To support her argument, Angier spoke to UC Riverside genetics professor Linda Walling. Walling said plants can’t run away from a threat, but they are good at avoiding being eaten. But she wasn't talking about their ability to avoid being eaten by humans.
"It’s an unusual situation where insects can overcome (the plant's) defenses," Walling was quoted in the story. After an insect's first bite, specialized cells on the plant’s surface release chemicals to irritate the predator or sticky sap to entrap it. Genes in the plant’s DNA are activated to wage systemwide chemical warfare, the plant’s version of an immune response.
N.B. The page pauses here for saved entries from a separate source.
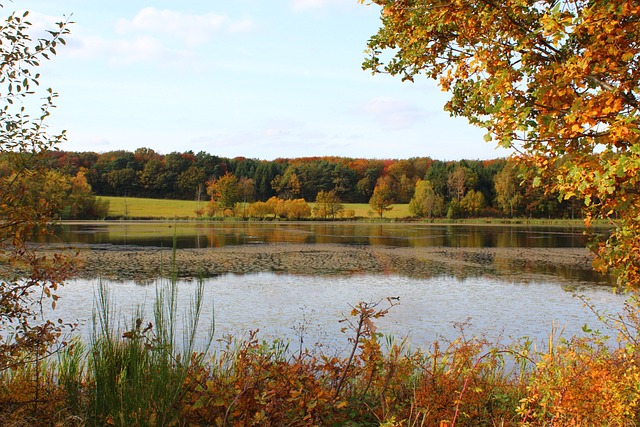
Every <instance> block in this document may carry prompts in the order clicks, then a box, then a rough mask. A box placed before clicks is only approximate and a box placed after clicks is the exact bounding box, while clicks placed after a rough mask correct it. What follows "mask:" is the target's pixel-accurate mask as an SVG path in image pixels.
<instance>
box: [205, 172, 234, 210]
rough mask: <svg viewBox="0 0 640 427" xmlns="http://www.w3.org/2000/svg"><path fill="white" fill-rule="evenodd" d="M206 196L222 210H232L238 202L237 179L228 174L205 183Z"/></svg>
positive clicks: (226, 173) (230, 173)
mask: <svg viewBox="0 0 640 427" xmlns="http://www.w3.org/2000/svg"><path fill="white" fill-rule="evenodd" d="M207 194H209V196H211V200H212V201H214V202H216V203H217V205H218V206H219V208H222V210H225V209H233V208H234V207H235V205H236V203H237V202H239V201H240V192H239V188H238V178H236V176H235V175H233V174H232V173H230V172H227V173H225V174H224V175H223V176H221V177H220V178H215V179H212V180H209V181H207Z"/></svg>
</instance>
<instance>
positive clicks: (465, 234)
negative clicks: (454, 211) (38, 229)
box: [57, 222, 586, 248]
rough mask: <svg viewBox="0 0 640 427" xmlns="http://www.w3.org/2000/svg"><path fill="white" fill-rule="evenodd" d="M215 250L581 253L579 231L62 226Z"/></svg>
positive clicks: (160, 226) (89, 233)
mask: <svg viewBox="0 0 640 427" xmlns="http://www.w3.org/2000/svg"><path fill="white" fill-rule="evenodd" d="M174 236H175V238H176V240H177V246H178V248H216V247H224V246H238V245H250V244H261V243H305V244H321V243H339V244H350V245H372V246H396V247H434V246H443V247H471V248H482V247H488V248H492V247H554V248H558V247H584V246H585V243H586V238H585V236H584V235H583V229H581V228H573V227H556V226H527V225H515V226H514V225H509V226H506V225H505V226H502V225H462V224H461V225H457V224H404V223H400V224H367V223H316V222H305V223H290V222H281V223H279V222H269V223H256V222H218V223H201V222H198V223H177V222H176V223H149V222H140V223H136V222H122V223H118V222H114V223H93V224H63V225H60V226H59V227H58V229H57V238H58V239H60V240H62V241H63V242H66V243H79V244H88V245H104V244H110V245H131V246H154V247H172V245H173V239H174Z"/></svg>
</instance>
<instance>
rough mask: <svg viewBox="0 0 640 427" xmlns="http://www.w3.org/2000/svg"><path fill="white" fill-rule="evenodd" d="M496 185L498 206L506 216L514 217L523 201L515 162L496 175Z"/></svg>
mask: <svg viewBox="0 0 640 427" xmlns="http://www.w3.org/2000/svg"><path fill="white" fill-rule="evenodd" d="M494 185H495V187H496V200H497V202H498V205H499V206H500V208H501V209H502V211H503V212H504V213H505V214H509V216H513V211H514V209H517V207H518V204H519V203H520V200H522V195H521V193H520V188H519V187H520V179H519V178H518V169H517V166H516V165H515V164H514V163H513V162H507V164H506V165H505V166H504V168H502V170H501V171H500V172H498V173H497V174H496V176H495V179H494Z"/></svg>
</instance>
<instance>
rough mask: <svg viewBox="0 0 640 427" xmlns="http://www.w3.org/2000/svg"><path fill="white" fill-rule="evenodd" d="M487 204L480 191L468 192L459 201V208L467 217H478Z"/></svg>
mask: <svg viewBox="0 0 640 427" xmlns="http://www.w3.org/2000/svg"><path fill="white" fill-rule="evenodd" d="M486 204H487V202H486V200H485V198H484V194H482V193H481V192H480V191H476V190H470V191H469V192H468V193H467V194H466V195H465V196H464V197H463V198H462V200H460V207H461V208H462V209H463V210H464V211H465V212H466V213H467V214H468V215H469V216H478V215H480V213H481V212H482V209H483V208H484V207H485V206H486Z"/></svg>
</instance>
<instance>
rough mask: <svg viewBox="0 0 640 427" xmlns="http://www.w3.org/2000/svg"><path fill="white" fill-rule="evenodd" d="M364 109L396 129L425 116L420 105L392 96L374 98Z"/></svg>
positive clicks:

A different professor, Monika Hilker of the Institute of Biology at the Free University of Berlin, spoke more directly to plants' human-like traits.
"They respond to tactile cues, they recognize different wavelengths of light, they listen to chemical signals, they can even talk (through chemical signals). These are sensory modalities and abilities we normally think of as only being in animals,” Hilker was quoted in the story.
So does that make vegetarians no more compassionate than carnivores?
Perhaps Tim Carmen of the Washington City Paper blog Young and Hungry said it best when he commented on the New York Times article.
"The answer, I think, is not to stop eating everything because everything has a right to live and we don’t have a right to eat them. The answer is to better understand our role in the greater ecosystem called Earth," Carmen wrote.